Malgré ces quelques particularités, les États ont tous opté pour le système par répartition en vigueur en France, fondé sur la solidarité entre les générations (les actifs cotisent pour financer les pensions des inactifs). Un principe qui n’existe que sur le papier. Car la comparaison s’arrête là. Selon la Banque mondiale, environ 90 % de la population active ne bénéficie d’aucune couverture sociale.
Parmi ceux qui peuvent compter sur une pension de retraite : les travailleurs du secteur public et les salariés des entreprises privées les plus importantes, ainsi que les cadres des multinationales, des organismes internationaux ou des banques, qui cotisent parfois à deux caisses, celle de l’État et celle de l’entreprise. Certaines de ces sociétés n’hésitent pas à faire de la cotisation retraite un élément de leur package destiné à séduire les cadres les plus performants.
Caste de privilégiés
De l’autre côté de la barrière, les indépendants – malgré parfois des rémunérations confortables –, les personnes à faibles revenus et celles qui travaillent de façon intermittente ou évoluent dans l’informel sont tenus à l’écart de cette « caste de privilégiés ». « La question de la retraite doit être analysée à l’aune de la société tout entière, recommande le Camerounais Thomas Babissakana, responsable d’un cabinet d’ingénierie financière. Se limiter à en examiner le fonctionnement pour les 10 % de “privilégiés” revient à accepter une injustice légalisée par les États. L’Afrique subsaharienne est engluée dans un système où les prestations ne profitent qu’à une poignée de personnes, la majorité ignorant jusqu’à l’existence de ces services modernes. »

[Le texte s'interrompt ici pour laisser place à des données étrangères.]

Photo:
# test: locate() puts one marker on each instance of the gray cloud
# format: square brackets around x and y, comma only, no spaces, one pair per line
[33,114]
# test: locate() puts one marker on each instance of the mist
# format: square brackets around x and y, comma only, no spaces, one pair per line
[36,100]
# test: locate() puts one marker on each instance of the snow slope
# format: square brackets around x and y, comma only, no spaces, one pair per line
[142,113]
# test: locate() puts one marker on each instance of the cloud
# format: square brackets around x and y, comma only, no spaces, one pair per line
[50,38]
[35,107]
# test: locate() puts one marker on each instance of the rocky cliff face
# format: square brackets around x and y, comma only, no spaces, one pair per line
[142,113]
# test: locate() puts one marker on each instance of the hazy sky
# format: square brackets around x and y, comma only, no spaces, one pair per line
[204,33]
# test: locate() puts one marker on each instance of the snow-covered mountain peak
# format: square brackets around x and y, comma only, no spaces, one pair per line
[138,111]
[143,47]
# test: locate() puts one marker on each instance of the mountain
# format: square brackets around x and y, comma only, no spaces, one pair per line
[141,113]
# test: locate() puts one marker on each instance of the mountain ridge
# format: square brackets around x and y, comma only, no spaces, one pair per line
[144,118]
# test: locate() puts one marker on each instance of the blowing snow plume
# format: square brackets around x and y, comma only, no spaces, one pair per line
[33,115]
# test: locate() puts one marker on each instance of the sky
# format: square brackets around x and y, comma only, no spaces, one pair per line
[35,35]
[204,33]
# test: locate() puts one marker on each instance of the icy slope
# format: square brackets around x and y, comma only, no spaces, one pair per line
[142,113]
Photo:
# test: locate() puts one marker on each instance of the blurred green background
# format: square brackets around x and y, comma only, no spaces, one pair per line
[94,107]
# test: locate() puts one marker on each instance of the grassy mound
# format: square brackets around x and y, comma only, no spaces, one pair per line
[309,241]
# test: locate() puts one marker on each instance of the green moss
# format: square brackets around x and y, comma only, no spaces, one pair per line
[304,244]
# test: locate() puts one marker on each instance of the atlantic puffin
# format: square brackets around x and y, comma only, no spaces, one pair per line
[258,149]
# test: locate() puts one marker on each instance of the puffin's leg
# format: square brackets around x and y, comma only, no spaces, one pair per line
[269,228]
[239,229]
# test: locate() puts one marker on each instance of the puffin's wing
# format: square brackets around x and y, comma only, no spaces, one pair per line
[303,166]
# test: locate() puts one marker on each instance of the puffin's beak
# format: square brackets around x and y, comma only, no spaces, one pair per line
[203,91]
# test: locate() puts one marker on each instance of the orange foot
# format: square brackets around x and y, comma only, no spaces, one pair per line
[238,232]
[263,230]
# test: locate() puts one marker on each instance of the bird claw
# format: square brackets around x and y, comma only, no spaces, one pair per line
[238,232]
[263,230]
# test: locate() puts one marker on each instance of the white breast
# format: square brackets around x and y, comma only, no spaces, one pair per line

Avec une pyramide des âges composée d’une forte population jeune et d’une petite minorité de seniors, tout régime par répartition aurait pourtant de beaux jours devant lui au sud du Sahara. Malheureusement, les multiples crises économiques, les politiques d’ajustements structurels à partir des années 1980, gelant les recrutements sur des décennies, ont profondément nui au développement des secteurs économiques créateurs d’emplois.
Depuis, la capacité des actifs à cotiser pour les inactifs s’amenuise. Au Sénégal, dans les années 1970 et 1980, six salariés cotisaient pour un retraité. En 2010, on est passé à deux pour un. Et 124 000 personnes seulement (secteurs public et privé confondus) bénéficient d’une pension. Cette tendance devrait perdurer, voire s’amplifier, avec la baisse de la mortalité. L’Association internationale de la sécurité sociale (AISS) estime à environ 40 millions le nombre de personnes âgées de 60 ans ou plus sur le continent. Ce chiffre devrait doubler en 2030 et dépasser les 200 millions en 2050.
« Dans la sous-région, la question des retraites se pose davantage en termes de réduction du chômage, estime Roger Tsafack-Nanfosso, professeur de sciences économiques à l’université Yaoundé-II. L’État doit améliorer le climat des affaires et permettre au privé de produire, de créer des richesses et de recruter. C’est indispensable pour élargir l’assiette des cotisations et proposer des niveaux de retraite acceptables. »
SOURCE : ASSOCIATION INTERNATIONALE DE LA SÉCURITÉ SOCIALE
Car déjà les régimes de retraite sont en proie à de fortes tensions de trésorerie. À en croire un responsable de la Caisse générale de retraite des agents de l’État (CGRAE) ivoirienne, c’est la vie même du système des retraites qui est en jeu, avec un déficit de 53 milliards de F CFA (81 millions d’euros) pour l’année 2010. Et les retraites anticipées n’arrangent rien. Si la retraite est à 60 ans au Congo, une personne de 50 ans ayant suffisamment cotisé peut partir par anticipation. Conséquence : la Caisse de retraite « perd » dix années de cotisations sociales, mais elle doit aussi anticiper le paiement d’une pension avant terme !
Toutefois, les exemples du Cameroun et du Gabon démontrent qu’il est possible de donner une nouvelle vie à ces organismes chargés des retraites. Lorsque l’actuel ministre camerounais de l’Économie, Louis-Paul Motazé, a pris la direction de la Caisse nationale de prévoyance sociale (CNPS) en 1999, il découvre une structure exsangue, minée par la mauvaise gestion, les fraudes et le peu d’empressement des entreprises à verser leurs cotisations. Son arrivée marque le début d’une période d’assainissement et de recherche de fonds pour payer les pensions de retraite.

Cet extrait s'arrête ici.